2025 Photo Awards Winner: Chanyoung Chung

2025 Photo Awards Winner: Chanyoung Chung

Can you describe three life moments that made you who you are today?

My first moment was in 2009, when a thief broke into my place, and took away everything I had built over ten years in a single day. Every film negative I had shot since high school, my cameras, hard drives, and even my computer. It happened just three days after I returned from a three-month photography project in Niger, Africa. After that, I stopped taking photographs for about two years. The sadness from the loss didn’t last long, but I simply could not see any image within me that I wanted to make for awhile. Photography had felt like my whole life back then, and all at once, that was gone.

My second moment was in 2011, when I took a leave from university and wandered across North America with a friend, living on the streets as homeless drifters. We passed nights in hostels, on street benches, in Greyhound stations, meeting people from all kinds of backgrounds, from those carrying difficult personal stories, to others who had come from privilege. Through those encounters, the world opened itself to us in unexpected ways. I left because I wanted to fully embrace my youth, but also because I wanted to step outside the limits of my own perspective and experience the world on a wider scale.

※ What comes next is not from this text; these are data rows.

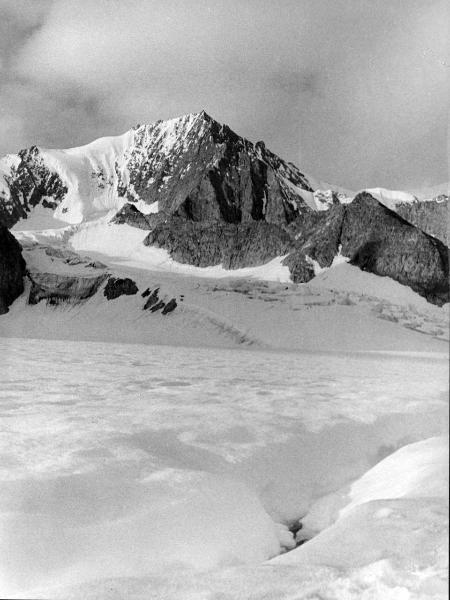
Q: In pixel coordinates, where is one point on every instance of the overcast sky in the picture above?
(352, 91)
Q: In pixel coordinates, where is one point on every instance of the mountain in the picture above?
(208, 197)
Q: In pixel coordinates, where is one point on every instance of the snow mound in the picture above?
(395, 510)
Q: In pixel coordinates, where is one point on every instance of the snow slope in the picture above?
(169, 470)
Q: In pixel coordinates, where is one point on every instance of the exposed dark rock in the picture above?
(96, 264)
(31, 182)
(431, 216)
(318, 234)
(301, 270)
(233, 246)
(170, 306)
(209, 174)
(117, 287)
(380, 241)
(12, 269)
(62, 288)
(152, 299)
(157, 306)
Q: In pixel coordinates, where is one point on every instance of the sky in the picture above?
(354, 92)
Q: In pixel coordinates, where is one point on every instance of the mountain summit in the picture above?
(210, 197)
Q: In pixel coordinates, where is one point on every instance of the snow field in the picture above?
(170, 469)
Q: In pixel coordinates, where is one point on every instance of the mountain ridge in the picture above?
(210, 197)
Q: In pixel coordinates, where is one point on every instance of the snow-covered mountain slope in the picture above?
(342, 308)
(210, 198)
(174, 473)
(177, 163)
(430, 213)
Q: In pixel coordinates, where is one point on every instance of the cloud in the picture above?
(344, 88)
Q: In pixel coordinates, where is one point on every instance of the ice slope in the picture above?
(395, 512)
(167, 470)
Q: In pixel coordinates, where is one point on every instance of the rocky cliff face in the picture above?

And my third moment was in 2022, when my father suddenly had to undergo open-heart surgery. During the operation, an accident caused him to suffer a stroke, and my family and I spent the next six months caring for him in the hospital while the left part of his body was paralyzed. It was the first time I had ever stayed that close to him for so long in such a vulnerable state. From meals to the most basic physical needs, we went through everything together. In that time, the way I saw my father, the way I thought about family, and even the way I understood the world began to change. Many of the stubborn beliefs and rigid ways of thinking I had carried within me for so long slowly softened and melted away.